The Langenau laboratory research focus is to uncover relapse mechanisms that enhance growth and tumor propagating cell frequency in pediatric cancer. Utilizing zebrafish models of T-cell acute lymphoblastic leukemia (T-ALL) and embryonal rhabdomysoarcoma (ERMS), we have undertaken chemical and genetic approaches to identify novel modulators of growth and relapse.

I. Uncovering relapse-associated driver mutations in T-cell acute lymphoblastic leukemia

T-ALL is an aggressive malignancy of thymocytes that affects thousands of children and adults in the United States each year. Recent advancements in conventional chemotherapies have improved the five-year survival rate of patients with T-ALL. However, patients with relapse disease are largely unresponsive to additional therapy and have a very poor prognosis. Ultimately, 70% of children and 92% of adults will die of relapse T-ALL, underscoring the clinical imperative for identifying the molecular mechanisms that cause leukemia cells to re-emerge at relapse. Our hypothesis is that relapse clones harbor novel genomic changes that enhance survival, regrowth, and therapy resistance with clonally heterogeneity ultimately driving relapse. Identifying novel relapse-driving oncogenic pathways will likely identify new drug targets for the development of small molecule inhibitors as therapeutics for this disease. Utilizing a novel zebrafish model of relapse T-ALL and unbiased bioinformatic approaches, we have recently uncovered new oncogenic drivers associated with aggression, growth and increased propensity for relapse. A subset of these genes is being assessed for a role in regulating T-ALL proliferation, apoptosis and response to therapy in human disease.
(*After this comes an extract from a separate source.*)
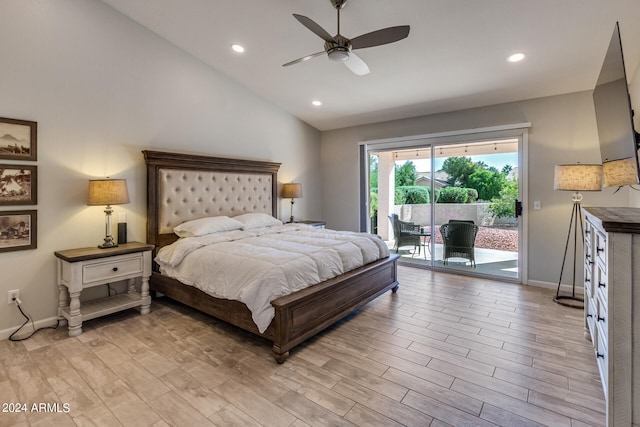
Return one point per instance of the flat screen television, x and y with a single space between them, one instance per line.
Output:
614 118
II. Visualizing and killing cancer stem cells in embryonal rhabdomyosarcoma

ERMS is a common soft-tissue sarcoma of childhood and phenotypically recapitulates fetal muscle development arrested at early stages of differentiation. Microarray and cross-species comparisons of zebrafish, mouse and human ERMS uncovered the finding that the RAS pathway is activated in a majority of ERMS. Building on this finding, our laboratory has developed a transgenic zebrafish model of kRASG12D-induced ERMS that mimics the molecular underpinnings of human ERMS. Using fluorescent transgenic zebrafish that label ERMS cell subpopulations based on myogenic factor expression, we have identified functionally distinct classes of tumor cells contained within the ERMS mass. Specifically, the myf5-GFP+ self-renewing cancer stem cell drives continued tumor growth and is molecularly similar to a non-transformed, activated muscle satellite cell. Paradoxically, it is the differentiated, non-proliferative myogenin+ ERMS cells that are highly migratory and the first cells to colonize newly formed tumors rather than the myf5+ ERMS-propagating cells. Our data suggest that non-tumor-propagating cells likely have important supportive roles in cancer progression and facilitate metastasis. Building on the dynamic live cell imaging approaches available in the zebrafish ERMS model, our laboratory has undertaken chemical genetic approaches to identify drugs that kill relapse-associated, self-renewing myf5-GFP+ ERMS cells. A subset of drugs is currently being assessed for regulating growth of human ERMS cells.